Researchers have found that rap music is viewed as more threatening, more offensive, and less artistic than other genres with similarly violent themes. Even when presented with the same set of lyrics, people reacted considerably more negatively when told that the lyrics originated from a rap song as opposed to country or folk. Furthermore, the writers of violent “rap” lyrics are viewed as more likely to be violent and involved in criminal activity than writers of country or heavy metal songs.
The phenomenon of using rap lyrics in court dates back to early the early 90s. The practice became so commonplace that the American Prosecutor’s Research Institute, in a 2004 manual on gang cases, recommends prosecutors use lyrics to “invade and exploit the defendant’s true personality.”
Rap on trial has now become routine, affecting young, entrepreneurial rappers and big name rappers alike. Drakeo the Ruler was charged for murder with no evidence except his rap songs and music videos. In fact, prosecutors had a recording of a 17-year-old confessing to the killing and another man admitting to firing additional shots. He was later acquitted for the murder charge because the case against him was built solely on his songs. Drakeo was additionally prosecuted for being a “gang leader,” the gang referring to his rap crew.
There are many similar cases involving amateur rappers: in 2016, the courts upheld William Michael Jordan’s murder conviction after prosecutors played a rap video to jurors, even though there was no physical evidence against him; in 2020, the Maryland Appeals Court allowed Lawrence Montague’s rap lyrics to be entered into evidence, resulting in his murder conviction being upheld, despite scant evidence otherwise; and in 2021, Deonte O. Tomlinson’s murder conviction was upheld in Conneticut after the court allowed rap lyrics into court that were deemed “irrelevant” to the case. The list of examples goes on and on and on.
A recent policy from California, titled the California Racial Justice Act (CRJA) of 2020, seeks to eliminate this type of racial bias in courts. A defendant may invoke this policy if they feel that racial bias or prejudice played any role in their conviction. The CRJA would assist individuals who feel that they have been prosecuted with little evidence except for music and lyrics that biased the jury’s opinion. This would give many individuals an opportunity to be tried again but this time, fairly and equally.
Rap music is an art form with long standing traditions that are well-documented throughout its history. Allowing it be used as evidence is ultimately a violation of the first amendment, specifically the right to free speech. Moreover, the use of certain creative expression in courts (and not others) legitimizes using evidence steeped deep in stereotypes.
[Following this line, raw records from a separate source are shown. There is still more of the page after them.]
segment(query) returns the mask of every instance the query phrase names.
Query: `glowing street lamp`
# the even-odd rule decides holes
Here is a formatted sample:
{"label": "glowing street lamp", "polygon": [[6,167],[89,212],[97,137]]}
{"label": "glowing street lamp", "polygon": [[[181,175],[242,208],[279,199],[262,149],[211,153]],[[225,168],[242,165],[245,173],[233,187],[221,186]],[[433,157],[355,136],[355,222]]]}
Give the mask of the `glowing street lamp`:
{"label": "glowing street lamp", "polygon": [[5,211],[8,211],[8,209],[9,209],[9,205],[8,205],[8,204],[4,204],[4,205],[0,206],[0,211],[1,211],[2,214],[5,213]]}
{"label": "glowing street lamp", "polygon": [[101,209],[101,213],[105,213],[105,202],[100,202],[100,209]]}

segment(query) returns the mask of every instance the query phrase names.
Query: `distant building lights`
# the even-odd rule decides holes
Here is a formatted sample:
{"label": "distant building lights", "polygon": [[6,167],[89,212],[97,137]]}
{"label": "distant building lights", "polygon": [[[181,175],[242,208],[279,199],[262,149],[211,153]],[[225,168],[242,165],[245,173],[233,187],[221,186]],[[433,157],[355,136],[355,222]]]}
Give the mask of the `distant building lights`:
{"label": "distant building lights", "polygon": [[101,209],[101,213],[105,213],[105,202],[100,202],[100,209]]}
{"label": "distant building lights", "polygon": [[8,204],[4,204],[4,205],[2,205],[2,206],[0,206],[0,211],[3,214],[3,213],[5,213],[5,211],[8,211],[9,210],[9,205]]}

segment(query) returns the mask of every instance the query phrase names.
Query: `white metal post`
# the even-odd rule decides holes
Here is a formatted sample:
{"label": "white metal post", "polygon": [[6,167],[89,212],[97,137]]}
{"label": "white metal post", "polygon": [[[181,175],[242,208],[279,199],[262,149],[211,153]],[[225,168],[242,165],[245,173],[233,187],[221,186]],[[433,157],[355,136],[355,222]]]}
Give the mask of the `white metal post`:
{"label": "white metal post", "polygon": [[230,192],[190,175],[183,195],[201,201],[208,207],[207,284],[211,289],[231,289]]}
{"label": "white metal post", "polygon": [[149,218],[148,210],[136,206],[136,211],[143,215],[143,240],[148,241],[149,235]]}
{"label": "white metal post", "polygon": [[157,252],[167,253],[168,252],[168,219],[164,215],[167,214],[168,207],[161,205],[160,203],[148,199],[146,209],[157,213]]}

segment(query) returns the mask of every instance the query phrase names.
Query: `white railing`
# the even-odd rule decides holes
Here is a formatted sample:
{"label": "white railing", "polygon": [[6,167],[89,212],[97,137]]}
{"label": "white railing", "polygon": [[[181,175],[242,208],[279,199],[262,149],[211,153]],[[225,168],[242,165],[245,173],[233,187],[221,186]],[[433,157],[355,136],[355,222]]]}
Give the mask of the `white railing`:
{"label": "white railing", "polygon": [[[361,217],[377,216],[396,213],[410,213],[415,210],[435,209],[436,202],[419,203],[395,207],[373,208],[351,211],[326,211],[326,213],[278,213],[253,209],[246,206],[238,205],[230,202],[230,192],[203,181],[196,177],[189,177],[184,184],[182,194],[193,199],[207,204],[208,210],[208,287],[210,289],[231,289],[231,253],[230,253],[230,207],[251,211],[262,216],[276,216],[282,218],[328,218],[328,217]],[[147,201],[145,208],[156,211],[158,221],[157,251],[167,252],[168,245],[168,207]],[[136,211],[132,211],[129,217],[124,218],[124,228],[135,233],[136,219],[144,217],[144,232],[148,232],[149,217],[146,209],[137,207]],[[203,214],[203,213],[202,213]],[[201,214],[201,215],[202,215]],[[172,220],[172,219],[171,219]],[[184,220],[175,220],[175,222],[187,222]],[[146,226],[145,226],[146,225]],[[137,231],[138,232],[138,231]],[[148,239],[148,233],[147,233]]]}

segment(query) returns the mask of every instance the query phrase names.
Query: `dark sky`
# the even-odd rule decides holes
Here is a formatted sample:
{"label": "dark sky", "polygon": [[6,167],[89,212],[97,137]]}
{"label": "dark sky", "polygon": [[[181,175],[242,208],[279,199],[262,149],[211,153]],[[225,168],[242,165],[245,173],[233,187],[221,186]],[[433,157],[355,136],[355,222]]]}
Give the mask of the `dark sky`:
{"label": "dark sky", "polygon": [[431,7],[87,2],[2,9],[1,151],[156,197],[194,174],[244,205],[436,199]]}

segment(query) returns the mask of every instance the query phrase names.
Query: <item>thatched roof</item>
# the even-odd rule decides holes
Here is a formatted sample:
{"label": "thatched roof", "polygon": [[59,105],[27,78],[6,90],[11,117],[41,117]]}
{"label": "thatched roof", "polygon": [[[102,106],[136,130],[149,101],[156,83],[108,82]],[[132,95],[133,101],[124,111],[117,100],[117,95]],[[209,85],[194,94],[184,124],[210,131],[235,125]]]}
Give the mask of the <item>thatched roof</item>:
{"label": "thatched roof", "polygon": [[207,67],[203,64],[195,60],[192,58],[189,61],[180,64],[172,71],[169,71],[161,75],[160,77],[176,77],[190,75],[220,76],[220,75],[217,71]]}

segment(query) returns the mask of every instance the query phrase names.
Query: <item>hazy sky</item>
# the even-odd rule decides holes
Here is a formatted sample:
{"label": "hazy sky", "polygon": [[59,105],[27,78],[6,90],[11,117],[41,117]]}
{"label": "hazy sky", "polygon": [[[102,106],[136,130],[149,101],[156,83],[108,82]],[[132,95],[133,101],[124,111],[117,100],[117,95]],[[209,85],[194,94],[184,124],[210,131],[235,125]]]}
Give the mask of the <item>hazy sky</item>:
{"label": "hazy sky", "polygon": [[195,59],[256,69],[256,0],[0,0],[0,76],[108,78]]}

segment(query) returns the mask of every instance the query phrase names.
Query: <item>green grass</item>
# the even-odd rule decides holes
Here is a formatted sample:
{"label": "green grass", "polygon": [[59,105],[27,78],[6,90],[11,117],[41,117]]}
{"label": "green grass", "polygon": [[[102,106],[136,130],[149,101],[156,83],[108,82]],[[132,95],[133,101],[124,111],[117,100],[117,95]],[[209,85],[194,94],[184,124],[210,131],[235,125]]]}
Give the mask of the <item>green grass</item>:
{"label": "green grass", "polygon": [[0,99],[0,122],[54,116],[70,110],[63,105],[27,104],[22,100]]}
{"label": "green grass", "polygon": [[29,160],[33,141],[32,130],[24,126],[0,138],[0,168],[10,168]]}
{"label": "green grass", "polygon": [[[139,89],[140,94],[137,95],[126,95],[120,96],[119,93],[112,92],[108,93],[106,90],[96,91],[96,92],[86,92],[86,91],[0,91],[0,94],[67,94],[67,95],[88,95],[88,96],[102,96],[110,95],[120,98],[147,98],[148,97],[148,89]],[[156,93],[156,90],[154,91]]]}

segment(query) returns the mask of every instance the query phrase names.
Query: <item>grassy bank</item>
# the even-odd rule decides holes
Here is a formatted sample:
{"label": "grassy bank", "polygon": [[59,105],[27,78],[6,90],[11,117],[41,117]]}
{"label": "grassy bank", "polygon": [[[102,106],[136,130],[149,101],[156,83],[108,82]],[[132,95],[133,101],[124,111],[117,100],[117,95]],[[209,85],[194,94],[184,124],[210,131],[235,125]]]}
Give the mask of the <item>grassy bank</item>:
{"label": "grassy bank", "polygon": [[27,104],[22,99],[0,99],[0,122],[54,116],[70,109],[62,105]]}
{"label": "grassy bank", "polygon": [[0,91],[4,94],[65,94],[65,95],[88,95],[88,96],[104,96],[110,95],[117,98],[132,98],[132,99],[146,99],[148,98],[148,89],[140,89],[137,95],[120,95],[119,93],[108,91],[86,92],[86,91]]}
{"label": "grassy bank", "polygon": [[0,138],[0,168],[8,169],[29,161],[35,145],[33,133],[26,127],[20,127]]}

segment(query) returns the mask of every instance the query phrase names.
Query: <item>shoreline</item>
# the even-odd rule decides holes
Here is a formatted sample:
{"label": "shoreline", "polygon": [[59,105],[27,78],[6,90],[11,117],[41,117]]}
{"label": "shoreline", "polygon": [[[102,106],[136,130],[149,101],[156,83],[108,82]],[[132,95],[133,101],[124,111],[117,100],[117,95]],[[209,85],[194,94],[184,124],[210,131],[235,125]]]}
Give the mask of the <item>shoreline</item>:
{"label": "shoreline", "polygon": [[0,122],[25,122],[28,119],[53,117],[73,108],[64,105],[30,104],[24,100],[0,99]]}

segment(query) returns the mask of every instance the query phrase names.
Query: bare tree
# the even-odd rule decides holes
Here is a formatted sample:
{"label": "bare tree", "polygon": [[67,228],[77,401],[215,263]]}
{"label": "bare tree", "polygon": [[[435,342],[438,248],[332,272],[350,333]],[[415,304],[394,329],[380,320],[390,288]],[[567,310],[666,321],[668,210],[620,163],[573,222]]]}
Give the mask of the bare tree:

The practice of rap on trial is just the tip of the iceberg. If rap lyrics, music videos, and the surrounding culture continue to be used in court, this sets a precedent for other forms of speech and expression to be allowed into evidence as well. Who’s to say where the line will be drawn? This fundamental violation of the right to free speech and the right to a fair trial must be addressed beyond state borders and the CRJA could readily serve as a template for federal policymakers.
-Buket Urgen, Legislative Advocacy Intern
Buket Urgen is a senior at the University of Georgia in the Music Business Certificate program, majoring in International Affairs. Urgen most recently served as chief of staff for Georgia congressman Spencer Frye assisting with policy and research. Buket is a Spring 2022 legislative advocacy intern at the Law Firm of Lawson McKinley exploring projects connected to local state and federal music related legislation.